Carolyn: That is fantastic and really striking. I think that's why the Circulation Editorial Board to invite an editorial by Andrew to discuss this. Andrew, your editorial was entitled Still on the Road to Worldwide Hypertension Control, and even in the first sentence of your editorial, you mention that hypertension is a preventable risk factor, and that's why this is so important. I really like that your first subheading has this big word, action. Maybe you could tell us a bit more. What are the implications of these findings for worldwide hypertension control and actions that we can take?
Andrew: There's a growing attention to noncommunicable diseases worldwide as a lot of maternal and fetal deaths, those rates have improved worldwide, and so really as the world population ages, problems like hypertension and related noncommunicable diseases are becoming a bigger and bigger health problem for people around the world, not just in high income countries. As a matter of fact, recently the World Health Organization set a 25 by 25 goal, meaning to reduce deaths from noncommunicable diseases by 25% by the year 2025. A big part of that effort is going to be an effort to control hypertension. The World Heart Federation has set a goal of improving hypertension control by 25% as part of that overall effort.

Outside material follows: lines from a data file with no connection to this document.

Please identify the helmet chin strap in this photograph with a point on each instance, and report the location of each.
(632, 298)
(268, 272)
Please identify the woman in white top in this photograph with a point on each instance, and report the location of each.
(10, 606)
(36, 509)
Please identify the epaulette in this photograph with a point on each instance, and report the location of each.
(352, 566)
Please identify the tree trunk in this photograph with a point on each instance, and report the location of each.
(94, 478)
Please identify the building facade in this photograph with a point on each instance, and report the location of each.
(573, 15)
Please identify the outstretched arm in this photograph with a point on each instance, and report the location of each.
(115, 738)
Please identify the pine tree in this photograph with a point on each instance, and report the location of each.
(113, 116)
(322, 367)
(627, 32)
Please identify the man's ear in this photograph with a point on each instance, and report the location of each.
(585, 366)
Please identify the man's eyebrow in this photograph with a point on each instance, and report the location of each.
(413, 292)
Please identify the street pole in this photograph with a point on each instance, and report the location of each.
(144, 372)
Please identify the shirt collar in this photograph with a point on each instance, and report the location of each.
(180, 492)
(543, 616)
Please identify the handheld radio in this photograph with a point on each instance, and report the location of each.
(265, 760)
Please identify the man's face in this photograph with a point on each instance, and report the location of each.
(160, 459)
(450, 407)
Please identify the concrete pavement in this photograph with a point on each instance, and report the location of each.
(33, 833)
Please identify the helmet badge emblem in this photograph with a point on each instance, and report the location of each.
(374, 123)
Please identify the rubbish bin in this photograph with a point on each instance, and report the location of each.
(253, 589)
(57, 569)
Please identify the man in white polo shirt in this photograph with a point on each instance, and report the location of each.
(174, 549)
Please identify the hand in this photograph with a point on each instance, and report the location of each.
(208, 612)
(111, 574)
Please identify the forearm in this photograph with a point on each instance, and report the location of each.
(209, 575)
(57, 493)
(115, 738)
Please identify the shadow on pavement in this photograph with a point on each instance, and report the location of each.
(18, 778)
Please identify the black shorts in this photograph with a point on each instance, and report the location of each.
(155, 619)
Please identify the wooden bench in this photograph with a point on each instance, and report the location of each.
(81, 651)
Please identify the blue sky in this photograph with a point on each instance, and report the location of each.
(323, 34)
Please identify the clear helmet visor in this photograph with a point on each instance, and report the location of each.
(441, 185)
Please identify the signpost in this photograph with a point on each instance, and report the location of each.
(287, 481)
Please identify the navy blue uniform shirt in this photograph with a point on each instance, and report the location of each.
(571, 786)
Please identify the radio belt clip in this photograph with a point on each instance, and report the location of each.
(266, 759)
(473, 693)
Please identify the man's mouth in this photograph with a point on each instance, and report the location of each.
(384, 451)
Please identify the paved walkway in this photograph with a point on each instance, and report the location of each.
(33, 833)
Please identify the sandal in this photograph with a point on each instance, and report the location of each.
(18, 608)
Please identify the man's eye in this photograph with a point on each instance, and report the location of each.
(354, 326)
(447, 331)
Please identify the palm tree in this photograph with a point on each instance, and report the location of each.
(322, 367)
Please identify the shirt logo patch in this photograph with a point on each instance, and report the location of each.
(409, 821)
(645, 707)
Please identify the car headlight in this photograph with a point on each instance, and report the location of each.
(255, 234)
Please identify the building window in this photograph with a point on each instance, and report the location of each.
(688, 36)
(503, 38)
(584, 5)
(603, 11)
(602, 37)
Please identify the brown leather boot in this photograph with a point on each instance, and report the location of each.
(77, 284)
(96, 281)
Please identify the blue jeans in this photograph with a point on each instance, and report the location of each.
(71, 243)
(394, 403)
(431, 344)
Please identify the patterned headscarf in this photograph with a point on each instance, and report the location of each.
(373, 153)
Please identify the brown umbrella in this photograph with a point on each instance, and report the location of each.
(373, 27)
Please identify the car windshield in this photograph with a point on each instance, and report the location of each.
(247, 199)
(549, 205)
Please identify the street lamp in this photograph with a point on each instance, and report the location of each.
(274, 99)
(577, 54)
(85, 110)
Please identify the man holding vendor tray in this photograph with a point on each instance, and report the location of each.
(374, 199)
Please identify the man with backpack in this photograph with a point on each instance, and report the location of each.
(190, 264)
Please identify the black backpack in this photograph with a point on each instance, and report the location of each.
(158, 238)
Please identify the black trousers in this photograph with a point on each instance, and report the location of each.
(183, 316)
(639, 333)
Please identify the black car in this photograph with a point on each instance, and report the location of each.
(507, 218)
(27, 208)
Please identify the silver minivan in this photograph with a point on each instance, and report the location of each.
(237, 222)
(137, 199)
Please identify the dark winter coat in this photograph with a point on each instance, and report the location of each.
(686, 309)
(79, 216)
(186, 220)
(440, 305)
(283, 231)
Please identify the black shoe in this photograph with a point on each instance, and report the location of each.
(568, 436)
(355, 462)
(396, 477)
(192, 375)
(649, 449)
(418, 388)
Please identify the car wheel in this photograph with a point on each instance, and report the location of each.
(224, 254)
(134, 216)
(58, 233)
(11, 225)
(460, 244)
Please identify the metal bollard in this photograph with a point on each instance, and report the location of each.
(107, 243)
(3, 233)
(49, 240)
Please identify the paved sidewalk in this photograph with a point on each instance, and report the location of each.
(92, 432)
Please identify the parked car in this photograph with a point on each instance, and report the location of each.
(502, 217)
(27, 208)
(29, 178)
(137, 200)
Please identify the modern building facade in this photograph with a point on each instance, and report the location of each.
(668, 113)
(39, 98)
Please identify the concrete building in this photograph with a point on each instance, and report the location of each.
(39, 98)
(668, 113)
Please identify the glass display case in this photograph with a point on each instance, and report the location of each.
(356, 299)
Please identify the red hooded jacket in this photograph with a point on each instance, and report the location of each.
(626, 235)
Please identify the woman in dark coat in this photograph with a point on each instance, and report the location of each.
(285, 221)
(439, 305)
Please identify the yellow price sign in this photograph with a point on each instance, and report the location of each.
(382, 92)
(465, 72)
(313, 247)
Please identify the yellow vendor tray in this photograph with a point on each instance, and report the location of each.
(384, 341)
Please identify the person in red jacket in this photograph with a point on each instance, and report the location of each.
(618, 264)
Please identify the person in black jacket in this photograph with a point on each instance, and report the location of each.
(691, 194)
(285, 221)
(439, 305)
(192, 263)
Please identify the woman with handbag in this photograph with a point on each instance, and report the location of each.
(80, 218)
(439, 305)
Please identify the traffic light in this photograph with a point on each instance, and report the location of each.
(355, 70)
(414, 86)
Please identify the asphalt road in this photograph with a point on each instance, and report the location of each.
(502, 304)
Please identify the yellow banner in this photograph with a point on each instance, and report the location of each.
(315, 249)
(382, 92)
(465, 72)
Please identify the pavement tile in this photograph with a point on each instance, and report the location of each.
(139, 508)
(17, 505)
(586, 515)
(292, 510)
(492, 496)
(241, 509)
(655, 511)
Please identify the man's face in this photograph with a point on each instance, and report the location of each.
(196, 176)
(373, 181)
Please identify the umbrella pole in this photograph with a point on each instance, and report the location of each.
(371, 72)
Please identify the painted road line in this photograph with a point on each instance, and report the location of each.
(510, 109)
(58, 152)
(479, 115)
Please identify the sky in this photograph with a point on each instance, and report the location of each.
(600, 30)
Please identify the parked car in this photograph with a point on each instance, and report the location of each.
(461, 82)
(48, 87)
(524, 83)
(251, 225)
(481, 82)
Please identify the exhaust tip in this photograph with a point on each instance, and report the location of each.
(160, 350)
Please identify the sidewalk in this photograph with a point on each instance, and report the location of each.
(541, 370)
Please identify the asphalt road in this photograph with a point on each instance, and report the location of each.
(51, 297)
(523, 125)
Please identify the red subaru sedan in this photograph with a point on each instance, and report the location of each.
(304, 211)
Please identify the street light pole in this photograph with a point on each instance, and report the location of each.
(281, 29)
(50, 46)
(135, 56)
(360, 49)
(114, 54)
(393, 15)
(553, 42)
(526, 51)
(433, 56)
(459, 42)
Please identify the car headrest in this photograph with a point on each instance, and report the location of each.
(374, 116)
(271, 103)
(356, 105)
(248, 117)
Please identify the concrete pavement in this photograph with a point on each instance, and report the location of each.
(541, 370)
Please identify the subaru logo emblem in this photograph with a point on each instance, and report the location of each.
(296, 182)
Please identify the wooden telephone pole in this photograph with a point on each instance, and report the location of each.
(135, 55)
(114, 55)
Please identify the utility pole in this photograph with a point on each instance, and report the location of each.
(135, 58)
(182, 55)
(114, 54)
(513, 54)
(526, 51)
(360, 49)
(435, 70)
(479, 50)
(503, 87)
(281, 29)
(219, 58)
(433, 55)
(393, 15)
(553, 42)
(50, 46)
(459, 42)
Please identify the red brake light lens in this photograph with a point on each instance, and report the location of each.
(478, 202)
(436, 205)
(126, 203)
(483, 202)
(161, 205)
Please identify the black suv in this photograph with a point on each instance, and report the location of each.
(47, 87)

Carolyn: Yes. You mentioned that I think in the editorial, as well, but are there some action steps that we could take globally as a community?
Andrew: Yes. It's striking to me as a practicing physician that something so basic as measuring blood pressure and recommending treatment for people with elevated blood pressure, which is so integral to our daily practice in medicine, that we still have so far to go in achieving control both in high income settings and low and middle income country settings. One of the most basic cornerstones of achieving control is proper measurement of blood pressure. I think one of the goal efforts has to involve making sure that primary care settings and even community centers have available well-calibrated and validated blood pressure measurement devices and that people know how to measure blood pressure accurately.
The other problems that come up with controlling hypertension are for people who have a diagnosis that is accurately made, are they able to follow up with a primary care provider to monitor their blood pressure, and do they have medications available to them that are affordable? It's important to note that especially in low and middle income countries, most people have to pay for their medications out of their own pockets, so the affordability and availability of medications is a really important part of achieving our goals. I think it's important to see that low and middle income countries, even though it can seem like a daunting setting in which to implement improvements in the quality of healthcare delivery, there also important places to experiment with improving the quality of care delivery worldwide.
For example, the concept of having a community health worker make home visits and reach out into the community was something that was developed in low and middle income countries and now is becoming a popular and effective method of delivering care in all countries worldwide.
Katherine: One thing I would add is that I think we really need collaborations from the international level because so many of these low and middle income countries have very limited healthcare resources, and there still dealing with a lot of infectious diseases, so I think it really is going to take an international effort to address this problem in low and middle income countries.